The bag, still in FBI custody, is expected to join a bevy of other Chapman goodies going on display as part of an exhibition about spies and their gizmos — including the flame-haired stunner’s — at Discovery Times Square that opens tomorrow.

“If she had been here another six months, Anna Chapman could have become the most dangerous spy in American history,” said spy-book author and former CIA operative H. Keith Melton, who is curating the exhibition. “She could access anyone,” he said.

Melton believes Chapman was well on her way to severally compromising US business interests until she foolishly handed off her Toshiba laptop — chock full of sensitive information — to an FBI informant posing as a Russian agent.

The laptop’s hand-off came during a meeting at the Starbucks at 10 Hanover Square in the Financial District the day before she was taken into custody in June 2010, when she complained the computer didn’t work properly and the “Russian” agent — who told her his name was “Roman” — offered to have it fixed at the Russian consulate.

Melton owns or gained access to most of the hundreds of pieces of spy paraphernalia on display in the exhibit — including one titled “Anna Chapman’s Laptop.”

He described the sexy Russian as so friendly, personable and beautiful that her mission of gaining access to wealthy or influential American businessmen was a snap.

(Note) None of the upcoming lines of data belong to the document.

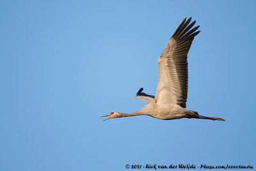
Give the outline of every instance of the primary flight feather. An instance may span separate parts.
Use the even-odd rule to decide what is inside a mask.
[[[191,18],[183,20],[168,42],[164,50],[158,59],[159,78],[156,96],[142,93],[141,88],[136,98],[147,105],[141,110],[123,114],[113,112],[102,117],[109,119],[132,115],[147,115],[155,118],[171,120],[181,118],[204,119],[218,121],[220,117],[210,117],[198,115],[193,110],[186,109],[188,98],[188,53],[192,41],[200,31],[199,26],[191,29],[196,23],[190,23]]]

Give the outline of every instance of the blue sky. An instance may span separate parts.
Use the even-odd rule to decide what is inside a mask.
[[[256,167],[255,1],[1,1],[0,170],[128,170],[126,164]],[[185,17],[187,108],[226,122],[132,112]]]

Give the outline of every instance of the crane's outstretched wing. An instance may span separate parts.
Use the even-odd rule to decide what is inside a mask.
[[[155,99],[155,96],[142,93],[143,90],[143,88],[140,88],[140,89],[136,94],[136,98],[141,100],[142,101],[144,101],[144,102],[145,102],[147,104],[148,104]]]
[[[158,59],[159,79],[156,100],[159,105],[177,104],[186,108],[188,97],[188,53],[198,26],[191,18],[181,22]],[[190,31],[189,31],[190,30]]]

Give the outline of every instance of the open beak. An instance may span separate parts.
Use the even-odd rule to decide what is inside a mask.
[[[110,116],[111,116],[111,114],[108,114],[108,115],[102,115],[102,117],[107,117],[107,116],[109,116],[109,117],[108,117],[107,119],[106,119],[105,120],[104,120],[103,121],[105,121],[106,120],[108,120],[108,119],[111,119],[111,117],[110,117]]]

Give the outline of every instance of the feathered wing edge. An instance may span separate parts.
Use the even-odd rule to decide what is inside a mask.
[[[195,36],[200,33],[200,31],[195,32],[198,29],[199,26],[191,29],[196,23],[196,21],[194,21],[189,25],[191,20],[191,17],[188,20],[186,20],[186,18],[183,20],[160,56],[160,58],[164,58],[166,60],[162,60],[161,63],[161,63],[160,66],[159,63],[159,67],[163,68],[161,68],[161,71],[165,72],[165,73],[163,73],[162,74],[169,75],[172,80],[172,86],[166,85],[164,82],[167,82],[163,80],[161,81],[163,81],[164,83],[161,83],[159,85],[159,82],[158,86],[160,86],[161,89],[164,89],[166,86],[172,87],[169,89],[171,91],[169,93],[169,96],[172,96],[173,97],[168,97],[167,94],[157,96],[159,88],[157,87],[156,95],[158,98],[157,100],[159,100],[160,97],[163,97],[164,99],[160,99],[160,101],[165,105],[168,105],[166,104],[168,103],[175,103],[180,107],[186,108],[188,82],[187,55]],[[166,64],[168,66],[168,69],[164,68]],[[160,70],[160,68],[159,69]],[[161,78],[166,78],[166,77]],[[166,93],[166,91],[167,89],[163,93]]]

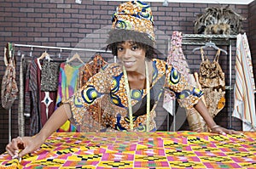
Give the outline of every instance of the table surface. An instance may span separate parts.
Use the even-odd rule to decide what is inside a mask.
[[[256,132],[55,132],[19,162],[0,168],[256,168]]]

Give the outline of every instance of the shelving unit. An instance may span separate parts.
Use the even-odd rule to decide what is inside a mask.
[[[204,45],[207,42],[215,42],[218,46],[229,46],[229,78],[230,83],[225,87],[229,92],[229,105],[232,105],[232,46],[236,45],[236,35],[203,35],[183,34],[183,45]],[[228,110],[229,127],[232,128],[232,108]]]

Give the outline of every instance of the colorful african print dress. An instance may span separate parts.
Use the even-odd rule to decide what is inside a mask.
[[[189,85],[172,65],[156,59],[152,61],[154,71],[148,131],[156,130],[155,108],[165,88],[173,91],[180,105],[186,109],[193,107],[202,95],[201,91]],[[133,118],[130,119],[122,67],[109,64],[103,70],[65,102],[71,106],[71,121],[79,125],[81,132],[131,132],[131,120],[134,132],[147,131],[146,90],[131,89]]]

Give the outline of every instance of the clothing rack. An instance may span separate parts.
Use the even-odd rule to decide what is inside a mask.
[[[61,50],[76,50],[76,51],[87,51],[87,52],[98,52],[98,53],[110,53],[111,51],[101,50],[101,49],[91,49],[91,48],[65,48],[65,47],[50,47],[50,46],[38,46],[38,45],[26,45],[26,44],[15,44],[15,47],[25,47],[37,48],[51,48],[51,49],[60,49]]]
[[[95,53],[104,53],[104,54],[111,54],[111,51],[101,50],[101,49],[91,49],[91,48],[66,48],[66,47],[52,47],[52,46],[40,46],[40,45],[29,45],[29,44],[17,44],[14,43],[15,47],[23,47],[23,48],[30,48],[32,56],[32,51],[33,48],[48,48],[48,49],[59,49],[61,52],[62,50],[73,50],[73,51],[86,51],[86,52],[95,52]],[[9,140],[11,141],[11,108],[9,110]]]
[[[232,105],[232,45],[233,41],[236,42],[236,35],[203,35],[203,34],[183,34],[183,44],[190,45],[205,45],[206,42],[214,42],[216,45],[229,46],[229,68],[230,68],[230,83],[226,86],[226,90],[230,90],[229,104]],[[232,108],[228,112],[229,127],[232,128]]]

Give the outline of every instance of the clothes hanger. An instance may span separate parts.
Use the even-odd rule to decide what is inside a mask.
[[[68,58],[67,58],[66,63],[70,63],[70,62],[72,62],[73,60],[74,60],[74,59],[77,59],[78,60],[79,60],[82,64],[85,65],[84,62],[81,59],[80,55],[78,54],[75,54],[71,59],[68,59]]]
[[[214,42],[212,42],[211,41],[206,42],[206,44],[202,47],[198,47],[198,48],[194,48],[192,52],[194,53],[195,50],[199,50],[201,48],[213,48],[216,50],[220,50],[221,52],[224,52],[225,54],[228,54],[227,51],[225,51],[223,48],[220,48],[218,47],[217,47],[216,44]]]
[[[53,60],[50,57],[49,54],[45,51],[44,53],[42,54],[42,55],[38,58],[38,59],[47,59],[48,61]]]

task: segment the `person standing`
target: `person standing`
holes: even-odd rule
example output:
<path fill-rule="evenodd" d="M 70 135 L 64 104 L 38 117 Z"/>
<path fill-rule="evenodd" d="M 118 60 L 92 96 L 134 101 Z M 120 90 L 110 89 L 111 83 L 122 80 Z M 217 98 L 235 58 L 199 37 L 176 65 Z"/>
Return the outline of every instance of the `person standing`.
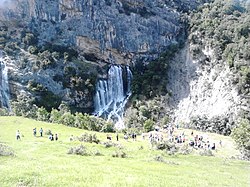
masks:
<path fill-rule="evenodd" d="M 119 141 L 119 135 L 116 133 L 116 141 Z"/>
<path fill-rule="evenodd" d="M 19 130 L 16 131 L 16 139 L 21 140 L 21 133 Z"/>
<path fill-rule="evenodd" d="M 41 135 L 41 137 L 43 136 L 43 129 L 42 128 L 40 129 L 40 135 Z"/>
<path fill-rule="evenodd" d="M 36 136 L 36 128 L 33 129 L 33 135 Z"/>

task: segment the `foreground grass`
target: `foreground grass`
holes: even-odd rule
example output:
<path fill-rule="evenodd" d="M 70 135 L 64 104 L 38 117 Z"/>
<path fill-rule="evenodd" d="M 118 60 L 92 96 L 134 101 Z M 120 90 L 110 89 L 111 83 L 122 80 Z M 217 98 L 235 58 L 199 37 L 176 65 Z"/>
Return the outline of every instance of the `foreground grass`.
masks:
<path fill-rule="evenodd" d="M 42 127 L 59 134 L 59 141 L 33 137 L 32 129 Z M 24 137 L 15 140 L 19 129 Z M 229 147 L 215 157 L 196 154 L 168 156 L 150 149 L 147 141 L 119 141 L 127 158 L 113 158 L 118 148 L 82 143 L 102 156 L 69 155 L 70 135 L 80 136 L 83 130 L 58 124 L 38 122 L 20 117 L 0 117 L 0 143 L 10 146 L 15 156 L 0 156 L 0 186 L 250 186 L 249 162 L 229 159 L 229 137 L 213 135 Z M 93 133 L 93 132 L 89 132 Z M 106 134 L 96 133 L 103 142 Z M 117 143 L 117 142 L 115 142 Z M 143 149 L 142 149 L 143 147 Z M 161 155 L 165 162 L 156 162 Z M 224 155 L 224 156 L 223 156 Z"/>

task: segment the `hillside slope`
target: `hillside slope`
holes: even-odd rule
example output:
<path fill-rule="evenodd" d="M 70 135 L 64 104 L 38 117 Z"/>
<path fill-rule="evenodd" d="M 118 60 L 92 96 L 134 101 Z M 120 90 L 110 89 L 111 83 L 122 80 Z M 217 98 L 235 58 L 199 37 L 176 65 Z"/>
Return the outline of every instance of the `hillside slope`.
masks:
<path fill-rule="evenodd" d="M 32 129 L 41 127 L 58 133 L 59 141 L 47 136 L 34 137 Z M 0 185 L 10 186 L 248 186 L 249 162 L 230 159 L 235 150 L 230 137 L 209 134 L 222 139 L 215 157 L 196 154 L 169 156 L 150 149 L 146 140 L 120 140 L 119 147 L 69 141 L 71 135 L 86 131 L 58 124 L 48 124 L 20 117 L 0 118 L 0 144 L 11 147 L 15 156 L 0 156 Z M 21 141 L 15 139 L 19 129 Z M 186 131 L 190 132 L 190 131 Z M 94 133 L 94 132 L 87 132 Z M 198 133 L 198 132 L 195 132 Z M 96 133 L 101 142 L 106 134 Z M 113 135 L 114 136 L 114 135 Z M 229 145 L 227 146 L 227 143 Z M 91 156 L 67 154 L 70 147 L 84 145 Z M 96 152 L 101 156 L 94 156 Z M 123 151 L 127 158 L 114 158 Z M 164 162 L 156 161 L 162 158 Z"/>

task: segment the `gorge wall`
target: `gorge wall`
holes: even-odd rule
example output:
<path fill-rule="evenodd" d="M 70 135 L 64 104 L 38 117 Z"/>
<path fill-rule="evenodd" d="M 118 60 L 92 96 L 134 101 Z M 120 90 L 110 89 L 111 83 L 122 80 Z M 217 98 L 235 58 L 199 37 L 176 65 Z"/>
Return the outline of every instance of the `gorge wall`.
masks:
<path fill-rule="evenodd" d="M 198 4 L 195 0 L 4 1 L 0 26 L 11 67 L 11 96 L 35 97 L 39 106 L 52 97 L 48 109 L 63 100 L 91 113 L 95 85 L 107 78 L 110 64 L 126 66 L 157 58 L 183 39 L 181 12 Z M 73 57 L 65 55 L 68 49 Z"/>
<path fill-rule="evenodd" d="M 5 2 L 0 5 L 0 28 L 7 34 L 1 34 L 0 46 L 8 53 L 4 59 L 8 62 L 13 99 L 25 94 L 35 98 L 39 106 L 46 103 L 48 109 L 65 101 L 74 111 L 87 113 L 114 108 L 108 105 L 114 100 L 105 95 L 111 90 L 107 82 L 114 67 L 126 69 L 148 64 L 171 44 L 186 43 L 166 73 L 170 99 L 164 102 L 168 102 L 166 107 L 171 107 L 173 122 L 229 134 L 242 111 L 249 115 L 249 100 L 239 93 L 234 81 L 236 74 L 227 60 L 217 58 L 221 49 L 199 41 L 201 38 L 209 41 L 208 35 L 214 36 L 214 30 L 207 34 L 212 29 L 203 28 L 196 33 L 197 25 L 213 26 L 220 22 L 217 13 L 209 15 L 215 16 L 212 21 L 201 19 L 189 31 L 191 36 L 196 35 L 197 41 L 192 41 L 190 36 L 186 40 L 183 15 L 206 1 Z M 197 48 L 198 55 L 194 52 Z M 112 94 L 121 96 L 115 103 L 123 105 L 128 92 L 120 90 Z M 99 104 L 97 97 L 103 97 Z"/>

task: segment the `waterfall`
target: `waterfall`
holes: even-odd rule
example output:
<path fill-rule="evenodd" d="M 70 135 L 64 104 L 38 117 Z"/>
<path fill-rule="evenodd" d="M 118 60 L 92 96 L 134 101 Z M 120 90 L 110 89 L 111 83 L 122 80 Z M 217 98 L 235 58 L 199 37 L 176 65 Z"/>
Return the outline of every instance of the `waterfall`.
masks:
<path fill-rule="evenodd" d="M 117 129 L 125 128 L 124 107 L 131 95 L 132 73 L 129 67 L 111 66 L 107 79 L 97 82 L 94 97 L 95 114 L 113 120 Z"/>
<path fill-rule="evenodd" d="M 10 110 L 8 67 L 4 63 L 2 51 L 0 51 L 0 84 L 1 108 Z"/>

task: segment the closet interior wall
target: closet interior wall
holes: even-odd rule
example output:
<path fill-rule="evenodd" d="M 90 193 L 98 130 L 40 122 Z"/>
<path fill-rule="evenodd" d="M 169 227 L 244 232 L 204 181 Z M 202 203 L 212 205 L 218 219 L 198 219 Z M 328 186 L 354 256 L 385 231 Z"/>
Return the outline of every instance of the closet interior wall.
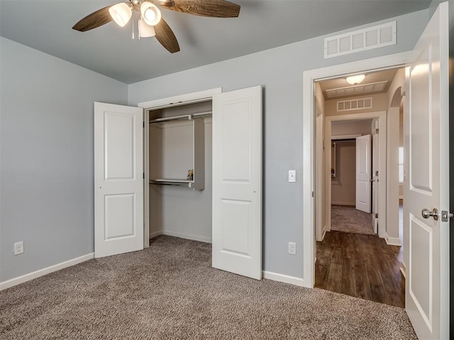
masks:
<path fill-rule="evenodd" d="M 211 101 L 185 104 L 149 111 L 149 119 L 211 113 Z M 195 121 L 196 120 L 196 121 Z M 150 178 L 186 179 L 187 171 L 194 169 L 194 178 L 201 175 L 194 164 L 193 123 L 204 134 L 204 143 L 197 144 L 196 152 L 204 152 L 204 188 L 150 183 L 148 186 L 150 238 L 167 234 L 206 242 L 211 242 L 211 117 L 149 123 Z M 203 155 L 202 155 L 203 156 Z M 175 183 L 173 183 L 175 184 Z M 182 184 L 184 185 L 184 184 Z"/>

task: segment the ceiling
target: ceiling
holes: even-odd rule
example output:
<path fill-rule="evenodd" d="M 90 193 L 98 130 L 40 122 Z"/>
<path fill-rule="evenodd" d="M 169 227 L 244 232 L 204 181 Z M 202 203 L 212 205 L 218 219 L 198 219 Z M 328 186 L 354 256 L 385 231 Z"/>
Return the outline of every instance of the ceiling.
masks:
<path fill-rule="evenodd" d="M 358 85 L 351 85 L 345 77 L 319 81 L 326 100 L 339 98 L 383 94 L 388 91 L 398 69 L 385 69 L 366 73 L 364 80 Z"/>
<path fill-rule="evenodd" d="M 238 18 L 162 9 L 181 51 L 133 40 L 131 22 L 81 33 L 79 19 L 118 0 L 0 0 L 0 35 L 126 84 L 428 8 L 431 0 L 231 0 Z"/>

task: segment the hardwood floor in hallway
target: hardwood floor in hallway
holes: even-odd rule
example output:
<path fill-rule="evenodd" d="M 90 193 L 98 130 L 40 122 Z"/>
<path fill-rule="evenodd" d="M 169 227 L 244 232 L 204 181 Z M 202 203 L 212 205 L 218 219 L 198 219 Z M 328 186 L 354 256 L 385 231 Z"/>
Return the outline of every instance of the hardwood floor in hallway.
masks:
<path fill-rule="evenodd" d="M 315 287 L 403 308 L 402 256 L 376 235 L 327 232 L 317 242 Z"/>

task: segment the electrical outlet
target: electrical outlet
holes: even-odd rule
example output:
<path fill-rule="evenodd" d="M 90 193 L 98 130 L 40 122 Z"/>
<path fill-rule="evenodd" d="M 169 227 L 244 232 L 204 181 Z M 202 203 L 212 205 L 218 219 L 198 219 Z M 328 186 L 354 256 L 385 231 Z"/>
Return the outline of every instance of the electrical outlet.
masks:
<path fill-rule="evenodd" d="M 289 182 L 296 182 L 297 181 L 297 171 L 296 170 L 289 170 Z"/>
<path fill-rule="evenodd" d="M 23 241 L 14 244 L 14 255 L 23 253 Z"/>
<path fill-rule="evenodd" d="M 297 244 L 294 242 L 289 242 L 289 254 L 292 255 L 297 254 Z"/>

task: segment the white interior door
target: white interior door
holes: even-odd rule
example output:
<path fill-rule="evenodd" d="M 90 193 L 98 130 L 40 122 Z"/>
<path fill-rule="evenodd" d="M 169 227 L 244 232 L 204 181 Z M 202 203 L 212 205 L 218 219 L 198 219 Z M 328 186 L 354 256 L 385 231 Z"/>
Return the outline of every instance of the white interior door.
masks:
<path fill-rule="evenodd" d="M 143 249 L 143 110 L 94 103 L 94 255 Z"/>
<path fill-rule="evenodd" d="M 441 213 L 449 208 L 448 13 L 448 3 L 441 4 L 406 72 L 405 308 L 423 339 L 449 339 L 449 222 Z M 423 209 L 438 213 L 423 218 Z"/>
<path fill-rule="evenodd" d="M 370 135 L 356 137 L 356 209 L 370 212 Z"/>
<path fill-rule="evenodd" d="M 213 96 L 213 267 L 262 278 L 262 88 Z"/>
<path fill-rule="evenodd" d="M 377 133 L 378 130 L 378 119 L 374 119 L 372 120 L 372 220 L 374 224 L 374 232 L 375 234 L 378 233 L 378 160 L 379 160 L 379 148 L 380 148 L 380 134 Z"/>

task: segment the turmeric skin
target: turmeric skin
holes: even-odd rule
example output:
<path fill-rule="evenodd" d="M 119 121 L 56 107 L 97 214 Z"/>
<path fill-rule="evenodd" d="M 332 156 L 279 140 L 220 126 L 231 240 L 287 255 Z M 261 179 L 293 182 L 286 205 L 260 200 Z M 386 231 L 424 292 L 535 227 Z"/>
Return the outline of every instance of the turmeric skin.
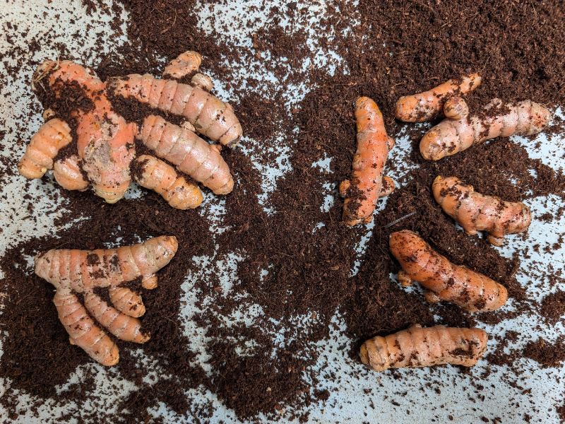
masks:
<path fill-rule="evenodd" d="M 446 99 L 475 90 L 481 81 L 478 73 L 471 73 L 459 80 L 448 80 L 428 91 L 403 96 L 396 102 L 395 116 L 405 122 L 431 121 L 441 112 Z"/>
<path fill-rule="evenodd" d="M 177 247 L 174 237 L 162 236 L 117 249 L 52 249 L 36 257 L 35 273 L 55 286 L 53 302 L 71 343 L 111 366 L 119 359 L 118 348 L 93 318 L 121 340 L 149 340 L 137 319 L 145 313 L 141 296 L 120 284 L 141 276 L 142 285 L 156 287 L 155 273 L 170 261 Z M 117 307 L 96 294 L 95 288 L 108 288 Z M 83 295 L 84 305 L 77 293 Z"/>
<path fill-rule="evenodd" d="M 367 340 L 361 346 L 361 361 L 375 371 L 406 367 L 453 364 L 472 367 L 487 349 L 488 336 L 480 329 L 420 325 Z"/>
<path fill-rule="evenodd" d="M 477 193 L 455 177 L 438 176 L 432 188 L 436 201 L 468 234 L 487 231 L 489 242 L 495 246 L 503 244 L 506 234 L 525 231 L 532 222 L 530 208 L 524 204 Z"/>
<path fill-rule="evenodd" d="M 383 114 L 376 103 L 367 97 L 359 98 L 355 102 L 355 119 L 357 149 L 353 156 L 352 178 L 340 184 L 340 193 L 345 198 L 343 220 L 347 225 L 370 222 L 379 196 L 394 189 L 394 182 L 382 175 L 394 141 L 386 134 Z"/>
<path fill-rule="evenodd" d="M 537 134 L 549 122 L 551 113 L 531 100 L 503 104 L 494 99 L 479 115 L 454 118 L 444 119 L 422 137 L 420 151 L 424 159 L 439 160 L 496 137 Z"/>
<path fill-rule="evenodd" d="M 400 262 L 403 285 L 419 282 L 425 289 L 428 302 L 445 300 L 470 312 L 492 311 L 508 298 L 506 289 L 488 277 L 465 266 L 451 264 L 408 230 L 391 234 L 391 252 Z"/>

After gaining their trust, the modern-day Mata Hari would hand off information about the men to her handlers, who would then decide if their businesses were worth targeting for espionage to help boost Russia’s efforts to become a global economic powerhouse.

When she met with the fake Russian “Roman,” Chapman had never even met face-to-face with any of her real Russian handlers.

She had been instructed to simply sit in a coffee shop, turn on her laptop and any data she had collected about potential espionage targets would be transmitted and encrypted via private wifi network to officers from the Russian consulate parked outside.

At her final meeting, she became suspicious when “Roman” asked her to deliver a fake United States passport to another sleeper agent – a task beyond anything Moscow had previously assigned to her.

Despite her misgivings, in FBI surveillance video of the meeting, she agrees to the job, saying “f—k yes!” when asked if she was interested in doing it.

After the meeting, Chapman took the subway to Brooklyn, bought a disposable cell phone and a long distance telephone card and called her father in Moscow, who many believe is also a Russian agent.

With the FBI listening in — they had gained immediate access to the phone when Chapman dumped its box, wrapper and receipt in a public garbage can — her father advised her not to deliver the passport.

Then Chapman sheepishly told him that she had given the man her laptop. After a 15-second pause, her father responded: “You shouldn’t have done that.”

She was taken into custody the next day when she tried to turn in the phony passport at a Brooklyn police precinct, claiming that she had found it on the ground.